- Born: 1840 Oneida County, New York
- Died: April 6, 1915 (aged 74–75)
- Allegiance: United States of America Union
- Branch: United States Army Union Army
- Rank: Corporal
- Unit: Company D, 111th New York Volunteer Infantry Regiment
- Conflicts: American Civil War
- Awards: Medal of Honor

= Franklin W. Lutes =

Franklin W. Lutes (1840 - April 6, 1915) was a soldier in the Union Army and a Medal of Honor recipient for his actions in the American Civil War.

Lutes enlisted in the Army from Geddes, New York in March 1864. Serving with the 111th New York Infantry, he was captured at the Second Battle of Ream's Station, but later paroled and promoted to Corporal.
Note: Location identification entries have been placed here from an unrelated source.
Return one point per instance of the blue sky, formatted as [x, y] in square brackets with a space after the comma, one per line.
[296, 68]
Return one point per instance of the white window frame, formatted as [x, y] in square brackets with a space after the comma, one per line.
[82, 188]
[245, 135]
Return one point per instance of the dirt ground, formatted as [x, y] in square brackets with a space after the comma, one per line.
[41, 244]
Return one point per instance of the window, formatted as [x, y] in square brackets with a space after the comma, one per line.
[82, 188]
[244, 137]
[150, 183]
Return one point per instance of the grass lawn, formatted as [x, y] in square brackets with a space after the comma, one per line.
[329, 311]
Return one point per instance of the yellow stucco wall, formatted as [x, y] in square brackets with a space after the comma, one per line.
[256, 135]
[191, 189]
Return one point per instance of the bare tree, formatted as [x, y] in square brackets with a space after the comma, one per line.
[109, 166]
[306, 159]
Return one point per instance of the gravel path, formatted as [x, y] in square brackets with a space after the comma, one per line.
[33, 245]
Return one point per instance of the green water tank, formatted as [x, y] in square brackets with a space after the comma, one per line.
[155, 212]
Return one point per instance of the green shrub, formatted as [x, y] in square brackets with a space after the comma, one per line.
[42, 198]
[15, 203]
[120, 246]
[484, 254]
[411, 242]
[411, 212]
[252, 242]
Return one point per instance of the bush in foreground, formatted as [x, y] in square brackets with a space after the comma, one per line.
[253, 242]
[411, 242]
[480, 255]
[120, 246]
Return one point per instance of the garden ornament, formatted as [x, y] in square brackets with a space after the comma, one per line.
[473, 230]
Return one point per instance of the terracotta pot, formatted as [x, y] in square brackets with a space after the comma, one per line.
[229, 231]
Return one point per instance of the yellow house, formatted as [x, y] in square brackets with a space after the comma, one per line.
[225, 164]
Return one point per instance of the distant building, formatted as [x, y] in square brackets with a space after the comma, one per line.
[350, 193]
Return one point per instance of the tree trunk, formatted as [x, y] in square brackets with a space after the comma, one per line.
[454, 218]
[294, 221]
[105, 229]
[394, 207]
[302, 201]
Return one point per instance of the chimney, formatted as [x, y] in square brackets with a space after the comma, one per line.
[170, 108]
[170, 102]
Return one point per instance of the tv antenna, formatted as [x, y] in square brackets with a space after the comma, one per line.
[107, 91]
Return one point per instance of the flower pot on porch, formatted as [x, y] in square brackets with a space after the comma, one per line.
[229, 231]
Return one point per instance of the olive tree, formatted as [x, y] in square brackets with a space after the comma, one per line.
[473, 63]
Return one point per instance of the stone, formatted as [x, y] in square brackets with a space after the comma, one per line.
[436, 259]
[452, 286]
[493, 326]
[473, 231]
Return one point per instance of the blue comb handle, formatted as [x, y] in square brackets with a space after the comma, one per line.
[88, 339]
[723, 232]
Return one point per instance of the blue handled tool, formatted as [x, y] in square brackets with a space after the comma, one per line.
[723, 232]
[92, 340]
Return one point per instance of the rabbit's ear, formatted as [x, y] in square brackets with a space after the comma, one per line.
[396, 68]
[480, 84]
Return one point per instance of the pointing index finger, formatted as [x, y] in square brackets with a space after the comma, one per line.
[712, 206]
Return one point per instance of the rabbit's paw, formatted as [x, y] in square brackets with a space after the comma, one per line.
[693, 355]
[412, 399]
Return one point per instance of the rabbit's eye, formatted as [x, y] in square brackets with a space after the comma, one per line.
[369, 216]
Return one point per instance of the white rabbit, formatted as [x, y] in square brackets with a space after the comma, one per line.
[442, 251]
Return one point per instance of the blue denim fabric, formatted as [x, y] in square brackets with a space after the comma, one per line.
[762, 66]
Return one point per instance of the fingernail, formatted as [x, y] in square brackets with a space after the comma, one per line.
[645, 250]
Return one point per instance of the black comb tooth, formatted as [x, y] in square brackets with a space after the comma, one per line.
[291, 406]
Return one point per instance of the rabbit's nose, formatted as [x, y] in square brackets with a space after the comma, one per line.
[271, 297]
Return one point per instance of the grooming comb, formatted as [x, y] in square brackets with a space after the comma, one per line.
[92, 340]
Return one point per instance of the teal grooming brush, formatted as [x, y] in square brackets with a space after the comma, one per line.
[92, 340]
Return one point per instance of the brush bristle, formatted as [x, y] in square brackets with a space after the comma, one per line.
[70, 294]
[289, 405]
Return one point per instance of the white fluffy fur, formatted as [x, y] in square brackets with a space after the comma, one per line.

When his regiment disbanded in 1865, he was transferred to the 4th US Artillery Regiment.

==Medal of Honor citation==
Rank and organization: Corporal, Company D, 111th New York Infantry. Place and date: At Petersburg, Va., March 31, 1865. Entered service at: ------. Birth: Oneida County, N.Y. Date of issue: April 3, 1865.

Citation:

Capture of flag of 41st Alabama Infantry (C.S.A.), together with the color bearer and one of the color guard.